As I drove home on the Taconic Parkway, with the lilac plant I bought, which had been propagated from Caroline’s lilacs, filling the car with sweet perfume, the story pestered me. Caroline was a true hero with a fascinating life, a former debutante and Broadway actress who galvanized a jaded postwar America and dedicated her life to helping women others forgot. Strongly influenced by her staunchly abolitionist Woolsey ancestors, she’d also worked to help bring the first black bank to Harlem. Why did it seem no one knew about her?
I devoted my spare time to research on Caroline, Ravensbrück, and World War II. Any afternoon I could get away I spent in the cool root cellar under the ancient barn attached to The Hay, which today serves as the welcome center, paging through old rose books and letters, absorbed in Caroline’s past. Once Connecticut Landmarks and their site administrator Kristin Havill cataloged it all and placed it safely in archival boxes, Kristin would lug them up and down the stairs for me to comb through. Caroline also left additional archives at the United States Holocaust Memorial Museum in Washington and at Nanterre, outside of Paris, a trail of clues I felt was calling me to follow.
As I discovered more about Caroline’s life, it intersected with others’ integral to the story, especially those of the Polish women subjected to operations at Ravensbrück. I began to discover their journeys through memoir and other accounts and learned how Caroline grew to love them as her own daughters. I taped photographs of all seventy-four Polish ladies around my office and planned to go to Poland to see Lublin, where many of the girls lived when they were arrested, for myself.

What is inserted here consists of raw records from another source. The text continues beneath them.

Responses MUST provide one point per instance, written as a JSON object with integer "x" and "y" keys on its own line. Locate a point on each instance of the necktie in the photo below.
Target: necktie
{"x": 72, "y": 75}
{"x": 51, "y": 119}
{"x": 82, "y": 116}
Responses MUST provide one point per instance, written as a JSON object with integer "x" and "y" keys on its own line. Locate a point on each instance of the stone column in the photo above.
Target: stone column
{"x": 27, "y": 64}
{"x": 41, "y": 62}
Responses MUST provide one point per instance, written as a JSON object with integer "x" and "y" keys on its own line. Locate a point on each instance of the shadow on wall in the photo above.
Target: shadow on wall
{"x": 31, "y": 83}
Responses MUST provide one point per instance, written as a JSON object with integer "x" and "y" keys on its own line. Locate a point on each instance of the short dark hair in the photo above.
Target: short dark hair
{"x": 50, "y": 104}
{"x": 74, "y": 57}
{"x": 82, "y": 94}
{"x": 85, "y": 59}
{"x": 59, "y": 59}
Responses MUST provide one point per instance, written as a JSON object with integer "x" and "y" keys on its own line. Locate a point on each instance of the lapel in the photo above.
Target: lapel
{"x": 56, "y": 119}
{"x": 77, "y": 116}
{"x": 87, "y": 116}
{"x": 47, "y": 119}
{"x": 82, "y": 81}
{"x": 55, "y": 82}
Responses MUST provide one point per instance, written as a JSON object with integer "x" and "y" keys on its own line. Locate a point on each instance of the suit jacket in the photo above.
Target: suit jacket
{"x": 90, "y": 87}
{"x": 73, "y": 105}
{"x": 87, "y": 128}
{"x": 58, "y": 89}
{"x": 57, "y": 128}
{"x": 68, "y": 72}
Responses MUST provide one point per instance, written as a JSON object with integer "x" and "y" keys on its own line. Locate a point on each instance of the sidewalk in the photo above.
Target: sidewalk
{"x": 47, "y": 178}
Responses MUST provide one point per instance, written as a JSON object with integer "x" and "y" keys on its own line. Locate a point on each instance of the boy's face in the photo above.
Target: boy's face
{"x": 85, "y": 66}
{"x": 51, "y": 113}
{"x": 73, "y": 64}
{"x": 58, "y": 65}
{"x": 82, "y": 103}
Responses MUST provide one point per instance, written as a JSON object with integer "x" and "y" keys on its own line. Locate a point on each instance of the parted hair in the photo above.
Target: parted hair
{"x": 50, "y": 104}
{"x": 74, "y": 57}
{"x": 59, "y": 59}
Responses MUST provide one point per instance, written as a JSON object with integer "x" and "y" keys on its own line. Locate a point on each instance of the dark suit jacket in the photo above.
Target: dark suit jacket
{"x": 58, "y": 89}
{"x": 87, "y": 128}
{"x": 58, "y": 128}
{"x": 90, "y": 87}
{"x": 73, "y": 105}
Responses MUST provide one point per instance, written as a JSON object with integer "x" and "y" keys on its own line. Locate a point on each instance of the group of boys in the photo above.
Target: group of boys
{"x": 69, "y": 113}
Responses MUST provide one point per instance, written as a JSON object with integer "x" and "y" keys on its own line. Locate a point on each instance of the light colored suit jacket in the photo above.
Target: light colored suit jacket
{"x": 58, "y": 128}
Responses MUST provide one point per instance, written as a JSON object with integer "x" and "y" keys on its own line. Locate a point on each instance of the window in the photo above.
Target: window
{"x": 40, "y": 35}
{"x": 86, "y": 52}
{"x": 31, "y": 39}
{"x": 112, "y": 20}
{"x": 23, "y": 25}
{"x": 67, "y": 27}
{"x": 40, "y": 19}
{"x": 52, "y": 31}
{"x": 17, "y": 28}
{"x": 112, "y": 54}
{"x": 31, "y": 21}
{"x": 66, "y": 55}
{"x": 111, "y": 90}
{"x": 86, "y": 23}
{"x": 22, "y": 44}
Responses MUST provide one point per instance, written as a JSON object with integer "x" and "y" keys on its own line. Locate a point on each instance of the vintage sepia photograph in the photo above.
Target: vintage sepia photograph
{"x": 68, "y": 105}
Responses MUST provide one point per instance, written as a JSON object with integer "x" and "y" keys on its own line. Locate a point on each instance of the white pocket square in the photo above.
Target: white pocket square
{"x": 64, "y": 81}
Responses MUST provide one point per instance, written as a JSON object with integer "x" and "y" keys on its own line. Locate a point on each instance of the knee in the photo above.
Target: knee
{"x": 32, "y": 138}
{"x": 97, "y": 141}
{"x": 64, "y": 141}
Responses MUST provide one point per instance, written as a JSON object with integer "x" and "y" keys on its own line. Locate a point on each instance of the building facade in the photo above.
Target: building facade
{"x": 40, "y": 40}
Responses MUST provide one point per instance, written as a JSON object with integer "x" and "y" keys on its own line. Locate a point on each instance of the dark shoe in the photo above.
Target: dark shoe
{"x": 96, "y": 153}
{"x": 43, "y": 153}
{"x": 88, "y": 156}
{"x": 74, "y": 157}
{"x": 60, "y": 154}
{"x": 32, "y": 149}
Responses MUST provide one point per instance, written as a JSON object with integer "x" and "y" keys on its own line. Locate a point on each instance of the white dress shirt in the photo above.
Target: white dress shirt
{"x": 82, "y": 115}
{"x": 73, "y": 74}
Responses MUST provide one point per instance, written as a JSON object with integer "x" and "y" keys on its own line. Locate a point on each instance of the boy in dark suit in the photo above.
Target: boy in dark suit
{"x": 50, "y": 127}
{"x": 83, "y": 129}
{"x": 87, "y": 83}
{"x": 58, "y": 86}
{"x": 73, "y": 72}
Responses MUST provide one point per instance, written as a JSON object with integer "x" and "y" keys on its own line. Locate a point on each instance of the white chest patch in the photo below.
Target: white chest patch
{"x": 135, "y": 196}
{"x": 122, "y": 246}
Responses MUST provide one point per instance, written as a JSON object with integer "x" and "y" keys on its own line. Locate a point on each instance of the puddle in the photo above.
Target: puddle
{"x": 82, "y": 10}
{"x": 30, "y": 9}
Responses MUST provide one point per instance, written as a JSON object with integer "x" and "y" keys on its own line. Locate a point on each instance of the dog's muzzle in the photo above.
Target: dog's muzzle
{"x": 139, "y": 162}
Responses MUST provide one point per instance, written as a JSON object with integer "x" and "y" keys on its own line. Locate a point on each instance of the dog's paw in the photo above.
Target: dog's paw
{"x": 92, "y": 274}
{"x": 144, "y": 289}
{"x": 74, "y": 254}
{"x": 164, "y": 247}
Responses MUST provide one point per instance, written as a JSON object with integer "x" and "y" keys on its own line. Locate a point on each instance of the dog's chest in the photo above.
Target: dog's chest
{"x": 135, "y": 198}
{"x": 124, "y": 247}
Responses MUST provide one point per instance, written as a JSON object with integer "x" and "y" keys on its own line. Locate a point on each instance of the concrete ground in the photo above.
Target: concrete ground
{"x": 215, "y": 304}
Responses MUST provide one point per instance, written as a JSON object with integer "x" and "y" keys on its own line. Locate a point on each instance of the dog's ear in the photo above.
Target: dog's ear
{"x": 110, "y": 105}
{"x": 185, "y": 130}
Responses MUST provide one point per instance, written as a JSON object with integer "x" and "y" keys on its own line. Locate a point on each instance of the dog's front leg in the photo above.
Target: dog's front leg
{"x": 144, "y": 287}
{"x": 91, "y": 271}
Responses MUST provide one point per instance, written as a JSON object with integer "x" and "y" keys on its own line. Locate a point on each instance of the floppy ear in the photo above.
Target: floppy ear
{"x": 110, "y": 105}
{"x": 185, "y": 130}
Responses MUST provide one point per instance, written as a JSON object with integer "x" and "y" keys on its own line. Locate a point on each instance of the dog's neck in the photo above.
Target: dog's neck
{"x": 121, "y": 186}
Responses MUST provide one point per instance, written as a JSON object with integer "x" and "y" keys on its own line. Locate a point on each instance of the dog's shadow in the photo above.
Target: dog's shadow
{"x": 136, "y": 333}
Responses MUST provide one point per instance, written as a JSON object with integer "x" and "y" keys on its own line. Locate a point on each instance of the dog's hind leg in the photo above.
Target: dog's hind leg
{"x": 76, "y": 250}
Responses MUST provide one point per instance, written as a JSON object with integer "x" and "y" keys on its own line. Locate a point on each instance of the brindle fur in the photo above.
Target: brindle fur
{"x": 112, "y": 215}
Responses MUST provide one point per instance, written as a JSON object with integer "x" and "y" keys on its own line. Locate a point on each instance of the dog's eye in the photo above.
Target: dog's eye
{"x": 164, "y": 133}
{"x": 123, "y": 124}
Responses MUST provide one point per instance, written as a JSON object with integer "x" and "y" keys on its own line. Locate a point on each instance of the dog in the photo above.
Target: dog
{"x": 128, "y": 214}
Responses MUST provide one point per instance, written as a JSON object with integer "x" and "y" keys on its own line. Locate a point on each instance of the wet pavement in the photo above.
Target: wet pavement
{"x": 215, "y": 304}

A third person kept coming up in my research on Ravensbrück, the only woman doctor in the all-female camp and the only woman doctor tried at Nuremberg, Dr. Herta Oberheuser. How could she have done what she did and especially to other women? I taped her photo up too, along with photos of the other Ravensbrück camp staff, but on a separate wall, and added Herta’s to the stories I’d tell.
I moved from Connecticut to Atlanta in 2009 and began writing, at first sitting in the concrete and chain link dog kennel behind our home, hoping it would evoke what it was like to be imprisoned, to feel what the Ravensbrück Ladies felt. But as I read more firsthand accounts of the women’s stories, I realized I didn’t need to sit in a cage in order to feel their story. They brought me there all too well. The terrifying uncertainty. The rip of losing their friends and mothers and sisters. The starvation. I found myself eating constantly, trying to eat for them.